In connection with the signing of the LOI, High Hampton has agreed to commit at least US$2.6 million towards CALIGOLD’s product development, marketing and sales and working capital for the first 12 months.

High Hampton and CALIGOLD expect to complete the Transaction on or before April 30, 2018 subject to a number of conditions, including, but not limited to: completion of the Share Exchange, approval of the Canadian Securities Exchange, and approval of the boards of directors of both High Hampton and CALIGOLD, as well as, completion of due diligence investigations to the satisfaction of each party, the execution of a Definitive Agreement, and there being no material adverse change in the business of High Hampton or CALIGOLD prior to completion of the Transaction.

David E. Argudo, CEO of High Hampton, commented:

“Acquiring CALIGOLD represents a strategic move in our mission of consolidating the California Cannabis market.

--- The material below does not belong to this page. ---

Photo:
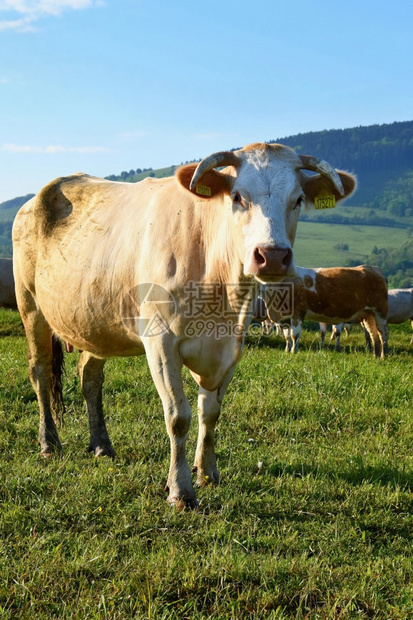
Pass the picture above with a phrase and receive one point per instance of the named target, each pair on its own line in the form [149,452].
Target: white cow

We are pleased to welcome the CALIGOLD Team to High Hampton’s Corporate Family and look forward to bringing their well-established, high quality, award-winning brand of Cannabis-infused chocolate bars, CALIGOLD vape pens, and other assortment of products to High Hampton. Through this acquisition not only do we begin to establish presence throughout California by accessing a substantial distribution network with CALIGOLD, but, just as important, we begin generating revenues during our aggressive growth cycle.”

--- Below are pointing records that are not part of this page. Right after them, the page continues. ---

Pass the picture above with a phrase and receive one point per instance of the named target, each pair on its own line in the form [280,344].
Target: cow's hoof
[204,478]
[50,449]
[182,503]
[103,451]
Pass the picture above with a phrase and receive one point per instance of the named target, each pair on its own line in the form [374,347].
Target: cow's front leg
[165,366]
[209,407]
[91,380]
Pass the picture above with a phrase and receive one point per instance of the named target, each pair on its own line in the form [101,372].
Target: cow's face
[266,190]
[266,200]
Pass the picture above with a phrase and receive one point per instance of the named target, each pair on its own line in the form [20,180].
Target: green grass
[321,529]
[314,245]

Daniel Hood, Co-Founder of CALIGOLD, added:

“CALIGOLD is very excited to be a part of High Hampton Holdings. This is the culmination of several years of establishing a market presence. We foresee a great future in helping to build a global Cannabis brand. The real work starts now, as we ramp up product development and focus on a global strategy.”

About CALIGOLD

CALIGOLD is crafting America’s finest quality cannabis product combining art and science to deliver innovative creations and adhere to important industry standards in consistency, dosing accuracy, and compound formulation. In 2014, Daniel Hood, an artisan chocolatier, noticed a gap in the cannabis chocolate market. By introducing consumers to gourmet ingredients and strain-specific infusions, CALIGOLD took the edible market by surprise. CALIGOLD chocolate won 1st place at HempCon in 2014 for best edible then again at Edibles List Magazine in 2017 for their THCa chocolate. Recently, CALIGOLD has also announced other THC, THCa and CBD products to further diversify its innovative product line.

By setting high standards in rigorous dosing measurements whilst publishing data, CALIGOLD guarantees safe experiences for first-time users. Driven by R&D and innovation, CALIGOLD shall continue to set new benchmarks for the Cannabis industry.

Co-Founder Daniel Hood has over 10 years experience in Cannabis cultivation and has co-founded La Serrana Eco Farm and Hostel in Salento, Colombia before he started to infuse cannabis into Colombian-sourced cocoa in 2014.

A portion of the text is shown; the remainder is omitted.